The Latest Advancements in Solid Organ Transplantation
A special issue of Journal of Clinical Medicine (ISSN 2077-0383). This special issue belongs to the section "General Surgery".
Deadline for manuscript submissions: 20 November 2026 | Viewed by 161
Special Issue Editor
Interests: innovation in transplantation; patient safety–donors and recipients; immunological risk stratification and rejection mitigation solid organ transplantation; robotic transplant surgery; living donor transplantation; indocyanine green fluorescence imaging; delayed graft function; mixed chimerism; tolerance induction; bone marrow trans-plantation; islet autotransplantation; total pancreatectomy; artificial intelligence; machine learning; kidney trans-plantation; liver transplantation; immunosuppression
Special Issue Information
Dear Colleagues,
Solid organ transplantation has undergone transformative advances over the past decade, driven by innovations in surgical technique, immunological understanding and emerging technologies. This Special Issue aims to provide a comprehensive overview of these developments, highlighting both established practices and pioneering approaches that are reshaping the field.

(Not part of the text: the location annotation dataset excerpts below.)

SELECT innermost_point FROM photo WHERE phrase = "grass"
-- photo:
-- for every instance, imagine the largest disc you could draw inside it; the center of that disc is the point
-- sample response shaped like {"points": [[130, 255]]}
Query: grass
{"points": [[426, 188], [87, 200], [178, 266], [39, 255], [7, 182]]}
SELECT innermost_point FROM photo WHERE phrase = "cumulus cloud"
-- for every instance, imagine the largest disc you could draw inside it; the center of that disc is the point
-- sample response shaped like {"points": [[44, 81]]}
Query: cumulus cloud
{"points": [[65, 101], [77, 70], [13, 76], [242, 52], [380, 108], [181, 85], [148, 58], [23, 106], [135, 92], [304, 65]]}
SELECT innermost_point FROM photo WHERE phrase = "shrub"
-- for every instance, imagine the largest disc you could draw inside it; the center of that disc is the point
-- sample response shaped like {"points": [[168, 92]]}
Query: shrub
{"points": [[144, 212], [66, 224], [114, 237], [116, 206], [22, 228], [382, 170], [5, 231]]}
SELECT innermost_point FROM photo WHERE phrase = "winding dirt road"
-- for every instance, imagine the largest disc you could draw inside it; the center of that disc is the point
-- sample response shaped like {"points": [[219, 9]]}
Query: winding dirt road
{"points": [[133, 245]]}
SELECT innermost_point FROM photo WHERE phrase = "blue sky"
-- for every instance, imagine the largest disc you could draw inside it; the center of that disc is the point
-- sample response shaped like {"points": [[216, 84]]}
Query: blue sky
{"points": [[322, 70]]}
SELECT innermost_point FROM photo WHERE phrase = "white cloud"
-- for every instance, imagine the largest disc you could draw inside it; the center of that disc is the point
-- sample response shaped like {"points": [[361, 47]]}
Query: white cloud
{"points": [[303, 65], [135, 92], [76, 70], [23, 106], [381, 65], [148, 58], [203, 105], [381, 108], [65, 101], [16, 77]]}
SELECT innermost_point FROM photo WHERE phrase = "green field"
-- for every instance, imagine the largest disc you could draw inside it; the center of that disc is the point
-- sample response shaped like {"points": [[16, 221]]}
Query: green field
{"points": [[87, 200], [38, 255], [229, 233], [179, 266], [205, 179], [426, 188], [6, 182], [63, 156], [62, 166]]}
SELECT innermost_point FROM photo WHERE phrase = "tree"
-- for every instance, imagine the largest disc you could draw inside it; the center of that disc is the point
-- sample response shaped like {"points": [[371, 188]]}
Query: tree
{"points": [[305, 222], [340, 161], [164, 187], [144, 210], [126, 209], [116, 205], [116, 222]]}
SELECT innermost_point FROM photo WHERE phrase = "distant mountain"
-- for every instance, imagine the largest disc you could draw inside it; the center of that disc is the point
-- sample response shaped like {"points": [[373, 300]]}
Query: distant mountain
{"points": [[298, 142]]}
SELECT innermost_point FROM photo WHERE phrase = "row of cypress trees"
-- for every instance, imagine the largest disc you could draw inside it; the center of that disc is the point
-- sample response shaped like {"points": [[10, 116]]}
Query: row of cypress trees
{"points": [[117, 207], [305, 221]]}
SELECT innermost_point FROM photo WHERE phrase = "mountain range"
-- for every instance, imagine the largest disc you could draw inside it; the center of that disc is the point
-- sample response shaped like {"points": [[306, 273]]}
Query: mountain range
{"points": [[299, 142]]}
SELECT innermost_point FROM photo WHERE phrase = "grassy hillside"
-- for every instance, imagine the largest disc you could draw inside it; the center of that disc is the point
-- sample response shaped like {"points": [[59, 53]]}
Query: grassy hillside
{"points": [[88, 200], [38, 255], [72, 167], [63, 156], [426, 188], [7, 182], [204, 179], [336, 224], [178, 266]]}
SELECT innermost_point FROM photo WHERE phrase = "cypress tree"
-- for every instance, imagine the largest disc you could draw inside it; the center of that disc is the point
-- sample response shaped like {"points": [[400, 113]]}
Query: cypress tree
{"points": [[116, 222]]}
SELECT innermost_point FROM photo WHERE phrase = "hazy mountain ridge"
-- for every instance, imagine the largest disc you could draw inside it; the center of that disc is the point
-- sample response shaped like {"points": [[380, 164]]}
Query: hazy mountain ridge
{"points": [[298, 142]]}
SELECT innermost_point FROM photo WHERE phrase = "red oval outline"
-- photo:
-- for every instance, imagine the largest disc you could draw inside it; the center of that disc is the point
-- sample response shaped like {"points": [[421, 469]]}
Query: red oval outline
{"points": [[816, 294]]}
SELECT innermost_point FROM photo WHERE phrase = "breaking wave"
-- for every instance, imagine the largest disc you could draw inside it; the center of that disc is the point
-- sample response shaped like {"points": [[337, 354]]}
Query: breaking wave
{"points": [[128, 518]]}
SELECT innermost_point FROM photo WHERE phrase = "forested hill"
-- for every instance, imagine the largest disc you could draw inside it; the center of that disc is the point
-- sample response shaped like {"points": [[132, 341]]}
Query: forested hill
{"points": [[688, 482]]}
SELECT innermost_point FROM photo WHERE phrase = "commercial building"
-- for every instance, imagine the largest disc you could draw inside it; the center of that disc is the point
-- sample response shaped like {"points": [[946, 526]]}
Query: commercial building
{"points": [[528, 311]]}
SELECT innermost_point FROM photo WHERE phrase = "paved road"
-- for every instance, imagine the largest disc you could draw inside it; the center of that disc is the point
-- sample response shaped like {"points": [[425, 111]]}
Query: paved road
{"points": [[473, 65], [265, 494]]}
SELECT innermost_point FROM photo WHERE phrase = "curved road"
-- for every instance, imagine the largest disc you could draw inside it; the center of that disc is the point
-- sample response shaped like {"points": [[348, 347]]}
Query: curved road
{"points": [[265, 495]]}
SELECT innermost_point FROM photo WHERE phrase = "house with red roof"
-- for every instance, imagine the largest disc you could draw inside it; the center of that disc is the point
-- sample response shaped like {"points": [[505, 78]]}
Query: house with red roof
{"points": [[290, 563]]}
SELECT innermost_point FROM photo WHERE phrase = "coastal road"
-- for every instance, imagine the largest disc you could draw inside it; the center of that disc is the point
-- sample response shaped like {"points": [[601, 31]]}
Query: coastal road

Robotic-assisted surgery has revolutionized both donor nephrectomy and recipient transplantation. Recent milestones include the first fully robotic liver transplant using deceased and living donors, with multicenter data demonstrating superior outcomes including reduced surgical site infections and shorter hospital stays. The learning curve for robotic donor hepatectomy stabilizes at approximately 9–17 cases, making this approach increasingly accessible to high-volume transplant centers.
Intraoperative imaging using indocyanine green (ICG) fluorescence has emerged as a valuable tool for real-time assessment of graft perfusion. Quantitative ICG fluorescence angiography now enables objective prediction of delayed graft function, replacing subjective visual inspection with reproducible metrics. Importantly, recent scoping reviews confirm the safety of ICG in patients with chronic kidney disease and transplant recipients.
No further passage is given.